Left unspoken is the other elephant in the room: Arleta High, which annually contends for the league title. Even if every team feels it is capable of winning, it’s doubtful an outright champion will have two league losses. So the winner of this game has an inside track while the other team will be in scramble mode through the remainder of the regular season.
It’s one reason why Grant has the total attention of Chavez. There’s no “smack talk” or “chirping” going on; the players and coaches do not want to provide the Lancers any additional motivation.
“Grant’s always been an obstacle that we weren’t able to go over until last year,” said running back and linebacker Alejandro Rafael, 17, a senior. “I take [the game] more to heart for the fact that they are in our league. I do respect them; they’re a very good team. But so are we.”
This will be the second major emotional contest for Chavez in the season’s first five weeks. The Eagles opened up against San Fernando High on Aug. 20, a game they had been trying to arrange for a while, and they upset San Fernando on the Tigers home field. It was a win that left Chavez with a bit of an emotional hangover that showed in the loss to Kennedy High the following week.
“We’d be lying if we said there wasn’t one,” Nunez said, looking back briefly at the San Fernando game. “The kids all know each other, they went to grade and middle school together. It was an emotional win and it was special.”
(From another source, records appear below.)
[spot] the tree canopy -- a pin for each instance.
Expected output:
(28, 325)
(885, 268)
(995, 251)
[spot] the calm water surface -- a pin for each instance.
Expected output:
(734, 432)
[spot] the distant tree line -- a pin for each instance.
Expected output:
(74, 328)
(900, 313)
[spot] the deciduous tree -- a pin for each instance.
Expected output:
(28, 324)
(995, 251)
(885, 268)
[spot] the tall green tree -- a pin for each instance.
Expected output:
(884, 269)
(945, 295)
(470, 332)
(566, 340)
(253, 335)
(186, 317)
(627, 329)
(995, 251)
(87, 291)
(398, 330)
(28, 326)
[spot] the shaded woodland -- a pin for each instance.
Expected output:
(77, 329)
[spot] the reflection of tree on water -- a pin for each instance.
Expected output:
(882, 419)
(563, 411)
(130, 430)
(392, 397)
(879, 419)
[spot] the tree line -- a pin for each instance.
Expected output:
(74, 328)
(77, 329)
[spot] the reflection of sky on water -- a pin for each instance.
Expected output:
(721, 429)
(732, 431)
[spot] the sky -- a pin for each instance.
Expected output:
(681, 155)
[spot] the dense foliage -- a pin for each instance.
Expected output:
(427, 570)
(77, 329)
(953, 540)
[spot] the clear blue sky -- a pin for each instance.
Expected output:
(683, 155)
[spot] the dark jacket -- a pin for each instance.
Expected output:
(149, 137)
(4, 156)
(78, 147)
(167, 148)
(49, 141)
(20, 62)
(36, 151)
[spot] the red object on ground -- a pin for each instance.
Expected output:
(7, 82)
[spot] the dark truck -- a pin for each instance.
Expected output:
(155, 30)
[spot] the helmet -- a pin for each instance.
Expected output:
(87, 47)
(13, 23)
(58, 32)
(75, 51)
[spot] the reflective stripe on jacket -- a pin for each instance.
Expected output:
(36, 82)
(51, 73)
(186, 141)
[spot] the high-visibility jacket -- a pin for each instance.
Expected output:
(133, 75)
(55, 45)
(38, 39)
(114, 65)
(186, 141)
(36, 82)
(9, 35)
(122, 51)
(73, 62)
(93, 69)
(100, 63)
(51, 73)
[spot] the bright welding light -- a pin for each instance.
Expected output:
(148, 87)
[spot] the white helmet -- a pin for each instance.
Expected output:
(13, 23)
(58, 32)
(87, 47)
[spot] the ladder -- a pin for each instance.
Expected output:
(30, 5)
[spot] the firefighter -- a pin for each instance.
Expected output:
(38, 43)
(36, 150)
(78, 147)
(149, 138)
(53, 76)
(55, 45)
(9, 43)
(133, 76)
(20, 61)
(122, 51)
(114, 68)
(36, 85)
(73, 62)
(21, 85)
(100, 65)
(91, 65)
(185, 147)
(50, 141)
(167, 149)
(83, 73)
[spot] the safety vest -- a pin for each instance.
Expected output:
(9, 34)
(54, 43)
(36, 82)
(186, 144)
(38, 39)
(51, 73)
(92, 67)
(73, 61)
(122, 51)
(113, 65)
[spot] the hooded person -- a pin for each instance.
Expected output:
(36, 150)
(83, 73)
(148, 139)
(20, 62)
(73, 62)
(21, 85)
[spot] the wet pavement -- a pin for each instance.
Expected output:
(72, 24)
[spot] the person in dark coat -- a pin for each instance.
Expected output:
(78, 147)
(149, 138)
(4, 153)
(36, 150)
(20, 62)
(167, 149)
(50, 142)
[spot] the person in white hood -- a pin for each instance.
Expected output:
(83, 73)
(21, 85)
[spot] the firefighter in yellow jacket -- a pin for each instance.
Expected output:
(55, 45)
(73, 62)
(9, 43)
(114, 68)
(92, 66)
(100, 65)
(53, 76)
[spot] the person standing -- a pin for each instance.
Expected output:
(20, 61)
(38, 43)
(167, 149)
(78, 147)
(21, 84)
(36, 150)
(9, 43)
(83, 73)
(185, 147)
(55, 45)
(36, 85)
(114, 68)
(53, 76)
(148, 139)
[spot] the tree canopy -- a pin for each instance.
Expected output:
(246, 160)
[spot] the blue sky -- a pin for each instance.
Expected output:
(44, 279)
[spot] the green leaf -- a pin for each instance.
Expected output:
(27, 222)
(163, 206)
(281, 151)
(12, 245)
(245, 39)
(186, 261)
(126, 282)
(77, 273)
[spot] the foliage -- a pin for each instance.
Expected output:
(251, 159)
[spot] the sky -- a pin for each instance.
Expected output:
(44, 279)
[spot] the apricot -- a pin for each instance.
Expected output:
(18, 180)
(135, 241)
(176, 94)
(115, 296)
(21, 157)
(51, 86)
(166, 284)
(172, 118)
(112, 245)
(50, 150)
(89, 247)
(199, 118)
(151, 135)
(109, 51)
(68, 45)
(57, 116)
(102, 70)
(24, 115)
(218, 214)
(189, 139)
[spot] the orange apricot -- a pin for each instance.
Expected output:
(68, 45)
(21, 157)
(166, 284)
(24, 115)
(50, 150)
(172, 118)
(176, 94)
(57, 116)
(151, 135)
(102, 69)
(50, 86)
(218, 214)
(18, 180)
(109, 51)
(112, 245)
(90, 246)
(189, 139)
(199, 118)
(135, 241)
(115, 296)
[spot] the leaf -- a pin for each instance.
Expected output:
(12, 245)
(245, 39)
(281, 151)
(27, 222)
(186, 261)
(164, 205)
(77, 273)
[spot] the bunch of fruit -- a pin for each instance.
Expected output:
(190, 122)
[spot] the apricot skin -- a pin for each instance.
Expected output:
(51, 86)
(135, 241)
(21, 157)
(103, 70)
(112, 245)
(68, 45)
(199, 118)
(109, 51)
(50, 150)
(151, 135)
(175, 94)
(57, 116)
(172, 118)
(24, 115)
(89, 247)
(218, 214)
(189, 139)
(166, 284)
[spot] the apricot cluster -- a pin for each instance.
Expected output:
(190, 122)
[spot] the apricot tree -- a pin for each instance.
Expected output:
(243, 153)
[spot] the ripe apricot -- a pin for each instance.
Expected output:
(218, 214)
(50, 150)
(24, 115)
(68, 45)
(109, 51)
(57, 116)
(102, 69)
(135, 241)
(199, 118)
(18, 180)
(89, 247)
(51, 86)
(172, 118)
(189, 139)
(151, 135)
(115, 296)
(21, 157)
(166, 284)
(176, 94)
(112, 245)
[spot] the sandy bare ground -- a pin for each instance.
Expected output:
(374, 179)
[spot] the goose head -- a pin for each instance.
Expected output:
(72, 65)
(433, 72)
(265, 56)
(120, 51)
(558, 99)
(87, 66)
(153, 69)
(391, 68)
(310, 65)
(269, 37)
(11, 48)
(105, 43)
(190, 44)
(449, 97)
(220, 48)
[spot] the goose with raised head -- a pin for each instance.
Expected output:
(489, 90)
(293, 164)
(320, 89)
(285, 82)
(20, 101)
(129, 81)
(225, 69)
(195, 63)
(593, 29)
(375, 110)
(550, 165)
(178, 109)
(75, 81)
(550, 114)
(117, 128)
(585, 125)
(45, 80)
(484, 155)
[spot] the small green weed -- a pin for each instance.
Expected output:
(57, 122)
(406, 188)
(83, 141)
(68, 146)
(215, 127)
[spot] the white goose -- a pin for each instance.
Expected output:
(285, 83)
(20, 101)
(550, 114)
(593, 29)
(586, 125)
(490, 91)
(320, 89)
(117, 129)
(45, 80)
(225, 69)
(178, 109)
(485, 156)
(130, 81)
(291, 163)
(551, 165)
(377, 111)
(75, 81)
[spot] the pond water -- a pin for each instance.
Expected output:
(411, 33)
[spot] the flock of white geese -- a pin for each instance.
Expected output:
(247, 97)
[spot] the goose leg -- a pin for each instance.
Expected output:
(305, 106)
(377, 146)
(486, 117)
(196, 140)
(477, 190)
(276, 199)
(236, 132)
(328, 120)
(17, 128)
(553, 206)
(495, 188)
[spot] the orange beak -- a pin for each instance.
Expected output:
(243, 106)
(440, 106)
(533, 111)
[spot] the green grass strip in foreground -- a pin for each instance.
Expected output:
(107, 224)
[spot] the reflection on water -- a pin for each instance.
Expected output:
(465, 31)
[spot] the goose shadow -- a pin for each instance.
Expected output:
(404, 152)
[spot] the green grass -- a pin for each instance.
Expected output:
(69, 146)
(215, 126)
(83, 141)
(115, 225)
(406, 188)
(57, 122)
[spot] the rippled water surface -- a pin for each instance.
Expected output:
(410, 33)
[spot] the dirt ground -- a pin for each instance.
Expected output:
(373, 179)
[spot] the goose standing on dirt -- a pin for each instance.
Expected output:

But the Eagles were also grounded by more COVID protocols. Nunez said two players tested positive for the virus and the team had to be quarantined for 10 days, unable to practice or play. It cost them their scheduled game against Franklin High of Los Angeles, and then left them with only one day of preparation for the game against Lincoln High of Los Angeles — which, predictably, was a loss.
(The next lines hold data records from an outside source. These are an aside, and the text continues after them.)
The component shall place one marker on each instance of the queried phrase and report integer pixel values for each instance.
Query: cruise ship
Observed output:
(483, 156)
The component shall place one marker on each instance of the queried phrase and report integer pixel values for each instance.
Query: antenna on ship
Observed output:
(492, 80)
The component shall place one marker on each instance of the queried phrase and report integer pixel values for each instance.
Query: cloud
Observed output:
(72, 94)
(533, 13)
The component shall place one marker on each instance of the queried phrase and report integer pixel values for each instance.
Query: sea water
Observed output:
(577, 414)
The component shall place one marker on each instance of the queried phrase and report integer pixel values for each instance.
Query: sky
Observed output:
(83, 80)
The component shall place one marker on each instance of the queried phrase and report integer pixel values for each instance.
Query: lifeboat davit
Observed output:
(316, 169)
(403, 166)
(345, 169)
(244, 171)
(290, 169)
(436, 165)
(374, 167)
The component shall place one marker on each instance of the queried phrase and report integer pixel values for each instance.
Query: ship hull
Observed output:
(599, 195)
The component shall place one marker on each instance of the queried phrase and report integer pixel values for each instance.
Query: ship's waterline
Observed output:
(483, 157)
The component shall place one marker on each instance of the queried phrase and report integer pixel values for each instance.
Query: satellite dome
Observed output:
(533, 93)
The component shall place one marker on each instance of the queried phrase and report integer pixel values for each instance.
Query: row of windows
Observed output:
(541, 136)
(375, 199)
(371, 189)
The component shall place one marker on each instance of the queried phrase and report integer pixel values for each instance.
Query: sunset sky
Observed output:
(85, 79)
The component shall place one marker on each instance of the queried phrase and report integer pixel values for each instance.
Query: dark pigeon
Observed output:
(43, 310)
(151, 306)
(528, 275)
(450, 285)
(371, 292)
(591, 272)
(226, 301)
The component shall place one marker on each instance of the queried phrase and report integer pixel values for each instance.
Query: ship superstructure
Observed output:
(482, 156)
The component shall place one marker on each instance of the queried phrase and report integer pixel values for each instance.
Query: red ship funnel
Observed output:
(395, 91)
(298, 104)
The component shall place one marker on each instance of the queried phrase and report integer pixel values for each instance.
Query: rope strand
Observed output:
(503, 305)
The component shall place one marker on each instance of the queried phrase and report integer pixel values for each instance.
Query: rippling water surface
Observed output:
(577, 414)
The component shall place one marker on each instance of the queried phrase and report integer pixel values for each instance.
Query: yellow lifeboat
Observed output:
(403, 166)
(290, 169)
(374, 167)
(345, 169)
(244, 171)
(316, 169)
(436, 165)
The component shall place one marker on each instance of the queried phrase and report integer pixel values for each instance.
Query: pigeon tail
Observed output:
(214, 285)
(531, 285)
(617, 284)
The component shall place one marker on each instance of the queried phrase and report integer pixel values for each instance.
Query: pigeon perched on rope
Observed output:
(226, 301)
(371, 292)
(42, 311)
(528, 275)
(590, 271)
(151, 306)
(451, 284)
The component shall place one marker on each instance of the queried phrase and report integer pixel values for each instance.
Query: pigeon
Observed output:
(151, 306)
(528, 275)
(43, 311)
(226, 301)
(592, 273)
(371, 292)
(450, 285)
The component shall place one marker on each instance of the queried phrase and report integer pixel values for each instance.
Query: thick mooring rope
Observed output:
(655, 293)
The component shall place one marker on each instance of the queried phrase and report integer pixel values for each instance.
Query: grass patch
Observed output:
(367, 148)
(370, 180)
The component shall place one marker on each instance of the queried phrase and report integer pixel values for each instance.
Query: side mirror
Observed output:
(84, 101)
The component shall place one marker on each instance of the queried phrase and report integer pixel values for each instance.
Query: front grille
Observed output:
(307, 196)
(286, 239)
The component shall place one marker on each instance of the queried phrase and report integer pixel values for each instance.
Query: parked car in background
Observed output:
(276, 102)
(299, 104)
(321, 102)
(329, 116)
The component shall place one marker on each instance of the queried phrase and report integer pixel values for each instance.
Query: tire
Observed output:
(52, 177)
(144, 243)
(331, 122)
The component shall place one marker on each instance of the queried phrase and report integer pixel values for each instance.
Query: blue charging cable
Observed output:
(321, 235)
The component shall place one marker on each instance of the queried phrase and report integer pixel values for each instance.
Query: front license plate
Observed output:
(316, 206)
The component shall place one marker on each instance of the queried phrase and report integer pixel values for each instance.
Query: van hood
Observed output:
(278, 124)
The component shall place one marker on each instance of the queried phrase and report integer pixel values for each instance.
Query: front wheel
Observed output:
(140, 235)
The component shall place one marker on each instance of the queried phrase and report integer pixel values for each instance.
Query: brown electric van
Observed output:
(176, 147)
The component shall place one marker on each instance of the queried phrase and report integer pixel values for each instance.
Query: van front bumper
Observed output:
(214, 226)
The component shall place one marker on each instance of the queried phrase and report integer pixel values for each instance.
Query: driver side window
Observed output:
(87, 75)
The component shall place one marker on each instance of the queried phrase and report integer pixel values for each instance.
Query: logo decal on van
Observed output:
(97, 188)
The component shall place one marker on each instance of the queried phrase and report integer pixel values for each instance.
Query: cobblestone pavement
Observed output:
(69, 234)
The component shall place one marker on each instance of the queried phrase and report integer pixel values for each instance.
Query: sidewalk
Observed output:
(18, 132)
“This is the third COVID break we’ve had to come back from,” Nunez said.
But facing and handling adversity is nothing new at Chavez. Neither is learning as you go. There are several players like Rafael, and teammate Gabriel Velasquez, who hadn’t played organized tackle football until they got to high school. But they worked their way up from learning how to properly put on their shoulder pads to starting on the varsity. They’ve learn to respect teams but fear none, and to be there for their teammates.
“[Football] is family; we help one another,” said Velasquez, 18, a senior who plays fullback and linebacker. “If there’s a problem, we talk about it and we fix it. That’s what a family does. Because no one’s perfect.”
The Eagles — who restored their momentum in their victory last week against Poly — certainly aren’t thinking about perfection on Friday: just winning. Just going to Grant on Friday, playing a tough game against a tough opponent and finding a way to come out on top. Just putting the weight of history and the ghosts of past defeats further in the past.
It may, indeed, be their turn now. But the Eagles know they have to prove it.
“I don’t want to go in there thinking in any way it will be an easy game,” Fino said. “It won’t be. We’ll have to work for everything.”